Closed roigcarlo closed 8 years ago
I decided to go for option 3.
Sounds like a good approach.
Can unit tests be added to this PR that use the filters parameter?
I was trying to see the size difference of files for different compression levels. But the script I wrote (see https://gist.github.com/nathanfranklin/6bac2cb3cb7c56e2c8cd) produces some odd results. It seems like something is not working? Or I am at least confused by the results.
Here are the strange results of writing 10000 particles to a file:
It could be that you must specifically set each table object to compress its data. By default PyTables doesn't compress tables and I'm unsure if setting the filters attribute in the PyTables.open_file method does that either. Maybe it's worth to check...
It could be that you must specifically set each table object to compress its data. By default PyTables doesn't compress tables and I'm unsure if setting the filters attribute in the PyTables.open_file method does that either. Maybe it's worth to check...
I was wondering the same thing. The documentation for filters
at http://www.pytables.org/usersguide/libref/file_class.html though makes it sound like the filter settings should "propogate" down to all the children nodes. Strange.
I also understud that the filter was being propagated. I will make some additional test using your script. It can perfectly be as Tuomas suggest, or maybe its a problem with the shuffle
option, which anyway should automatically set to True...
I have run some tests with different parameters.
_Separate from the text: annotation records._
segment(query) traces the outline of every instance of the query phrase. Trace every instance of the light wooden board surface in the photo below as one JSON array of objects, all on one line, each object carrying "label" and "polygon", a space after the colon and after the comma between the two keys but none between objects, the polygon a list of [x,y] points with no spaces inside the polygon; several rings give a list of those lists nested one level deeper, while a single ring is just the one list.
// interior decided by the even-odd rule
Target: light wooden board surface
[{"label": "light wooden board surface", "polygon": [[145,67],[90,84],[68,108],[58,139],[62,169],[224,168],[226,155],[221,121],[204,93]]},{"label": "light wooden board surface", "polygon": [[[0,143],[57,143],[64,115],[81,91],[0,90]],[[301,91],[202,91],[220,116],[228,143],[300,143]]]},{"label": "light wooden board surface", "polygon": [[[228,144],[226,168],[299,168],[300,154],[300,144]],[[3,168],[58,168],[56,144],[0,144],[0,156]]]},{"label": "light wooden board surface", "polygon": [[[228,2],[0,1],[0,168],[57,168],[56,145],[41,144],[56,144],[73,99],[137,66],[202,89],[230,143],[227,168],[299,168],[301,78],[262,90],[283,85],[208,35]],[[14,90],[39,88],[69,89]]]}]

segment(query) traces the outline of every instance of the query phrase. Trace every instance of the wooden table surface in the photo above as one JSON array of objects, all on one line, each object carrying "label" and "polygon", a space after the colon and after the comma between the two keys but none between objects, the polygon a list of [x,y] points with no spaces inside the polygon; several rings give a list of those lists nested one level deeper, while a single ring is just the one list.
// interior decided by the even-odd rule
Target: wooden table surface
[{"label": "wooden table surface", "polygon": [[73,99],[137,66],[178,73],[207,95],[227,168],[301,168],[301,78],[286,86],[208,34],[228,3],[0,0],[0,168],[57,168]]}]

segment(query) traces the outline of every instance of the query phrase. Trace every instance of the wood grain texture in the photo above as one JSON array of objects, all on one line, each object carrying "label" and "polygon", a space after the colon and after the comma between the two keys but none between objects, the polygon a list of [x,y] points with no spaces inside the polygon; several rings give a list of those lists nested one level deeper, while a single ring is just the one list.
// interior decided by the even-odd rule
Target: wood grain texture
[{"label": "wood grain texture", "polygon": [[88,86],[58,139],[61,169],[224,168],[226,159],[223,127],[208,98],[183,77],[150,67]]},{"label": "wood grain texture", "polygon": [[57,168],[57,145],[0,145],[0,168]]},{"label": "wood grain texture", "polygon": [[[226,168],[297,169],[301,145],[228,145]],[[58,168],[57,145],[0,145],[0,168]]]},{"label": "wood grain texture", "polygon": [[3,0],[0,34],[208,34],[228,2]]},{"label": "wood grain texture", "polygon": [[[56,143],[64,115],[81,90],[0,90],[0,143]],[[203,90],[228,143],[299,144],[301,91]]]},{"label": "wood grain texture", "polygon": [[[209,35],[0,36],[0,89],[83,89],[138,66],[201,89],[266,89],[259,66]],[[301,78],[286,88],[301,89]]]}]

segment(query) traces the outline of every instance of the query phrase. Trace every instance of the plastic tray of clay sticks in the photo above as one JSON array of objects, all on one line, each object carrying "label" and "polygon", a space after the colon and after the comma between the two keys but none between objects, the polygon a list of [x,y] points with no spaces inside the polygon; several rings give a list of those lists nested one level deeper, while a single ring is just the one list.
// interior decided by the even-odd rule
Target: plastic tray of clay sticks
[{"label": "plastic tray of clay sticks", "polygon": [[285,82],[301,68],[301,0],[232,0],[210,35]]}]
If not indicated the default values are:
Options:
Particles:
Compression level:
Different number of particles with fixed options
Particles Nº | No compressed | Normal | high-compressed |
---|---|---|---|
10 | 236.926 | 43.964 | 43.299 |
100 | 301.566 | 53.249 | 48.186 |
1000 | 1.206.526 | 108.082 | 117.310 |
10000 | 10.851.214 | 699.851 | 643.411 |
Different compression lib
complib | No compressed | Normal | high-compressed |
---|---|---|---|
zlib | 301.566 | 50.999 | 49.417 |
lzo | 301.566 | 56.093 | 56.093 |
bzip2 | 301.566 | 47.816 | 47.816 |
blosc | 301.566 | 53.718 | 55.730 |
Fletcher and shuffle:
fletcher32 | No compressed | Normal | high-compressed |
---|---|---|---|
True | 301.758 | 51.164 | 48.308 |
False | 301.566 | 50.966 | 48.152 |
shuffle | No compressed | Normal | high-compressed |
---|---|---|---|
True | 301.566 | 51.002 | 48.130 |
False | 301.566 | 54.072 | 49.780 |
I am going to test what is the effect if we change the number of CUBA in each particle, but as you can see the results are quite consistent and basically what I would have expected ( Maybe we should move to bzip2?)
For now I am unable to reproduce @nathanfranklin results. Maybe it would be interesting if someone could also perform the test just to confirm that is either working or not
10000 | 10.851.214 | 699.851 | 643.411
This looks much better than the numbers I had seen. Was this using the script I posted earlier? I am wondering if there was a mistake in the script..or problem with my environment (pytables, hdf5). I am out of the office today but will try to test things out on Monday.
Yep, this is using your script as a base ( with some additional cases ).
I run the test on Archlinux and Fedora 22, not sure if this affects the output in some way. I will try to set up a VM with ubuntu just to make sure
Cool! My results were from SUSE. I don't know what version things I was using (hdf5, tables). I suspect that is where the problem was. Hopefully, it will be clear on Monday what was wrong with my system.
On openSUSE 13.1 (x86_64), I still get the strange numbers that suggest the compression isn't working on my system. I am using HDF5 library version: 1.8.12 and tables version 3.1.1
size of default compressed file: 10852306 bytes
size of not-compressed file: 10851254 bytes
size of high-compressed file: 10851510 bytes
I upgraded to tables-3.2.2 and I got the same results.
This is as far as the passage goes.